In the task branch, feature vectors are sent to the main and auxiliary branch, respectively. The auxiliary task recognizes the character disturbance generated by the KAG algorithm, and the main task discriminates whether samples are genuine or counterfeit ones. As the disturbance caused by the KAG algorithm are much more significant than the divergences between the genuine and counterfeit samples, so the auxiliary task can be easily optimized, thus guiding the attention of the main task.

It is found that in the proposed architecture, a simple classifier is enough to work well. The two task branches are implemented similarly by the classifier shown in Fig. 5, mainly composed of two fully connected layers. ReLU is applied in the middle, and the classification result is finally mapped to a probability distribution with the sum of 1 by softmax.
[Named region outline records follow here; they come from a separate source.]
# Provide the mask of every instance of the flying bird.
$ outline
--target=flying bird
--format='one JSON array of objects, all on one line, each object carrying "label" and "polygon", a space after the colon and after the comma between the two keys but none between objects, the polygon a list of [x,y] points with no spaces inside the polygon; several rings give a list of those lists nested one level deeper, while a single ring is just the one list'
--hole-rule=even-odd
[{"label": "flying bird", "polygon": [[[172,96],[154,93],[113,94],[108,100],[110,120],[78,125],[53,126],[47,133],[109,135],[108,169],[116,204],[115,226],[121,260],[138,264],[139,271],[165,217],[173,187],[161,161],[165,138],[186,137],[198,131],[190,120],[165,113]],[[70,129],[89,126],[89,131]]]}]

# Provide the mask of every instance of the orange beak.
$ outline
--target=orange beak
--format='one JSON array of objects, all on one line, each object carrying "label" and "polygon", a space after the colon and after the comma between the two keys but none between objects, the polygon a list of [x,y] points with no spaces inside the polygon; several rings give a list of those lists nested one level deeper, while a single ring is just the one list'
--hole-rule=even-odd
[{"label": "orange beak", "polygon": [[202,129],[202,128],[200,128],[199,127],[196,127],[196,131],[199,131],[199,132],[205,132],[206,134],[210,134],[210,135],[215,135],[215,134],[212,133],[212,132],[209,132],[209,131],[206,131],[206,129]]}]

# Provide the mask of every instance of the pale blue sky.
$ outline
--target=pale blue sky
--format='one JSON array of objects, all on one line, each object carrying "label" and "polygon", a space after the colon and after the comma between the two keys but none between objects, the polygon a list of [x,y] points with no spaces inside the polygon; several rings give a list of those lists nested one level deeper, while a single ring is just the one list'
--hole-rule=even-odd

The calculation method of softmax is as follows:

$$\begin{aligned} y_{i}=\frac{e^{p_{i}}}{\sum _{i=1}^{n}e^{p_{i}}}\in (0,1) \end{aligned}$$

(3)

where n denotes the total number of categories, $p_i \in \mathbb {R}^n$ is the prediction probability of the ith category of the model output, and $y_i$ represents the probability of the ith category calculated by softmax, $\sum _{i=1}^n y_i = 1$.

3.4 Loss aggregation

The auxiliary task seeks optimum parameter to minimize its predication error of perturbation. According to that, the cross-entropy defined as follows is chosen as the loss function to evaluate a disturbance detection loss. For the main task, a same type of loss function is selected to reflect authenticity identification loss.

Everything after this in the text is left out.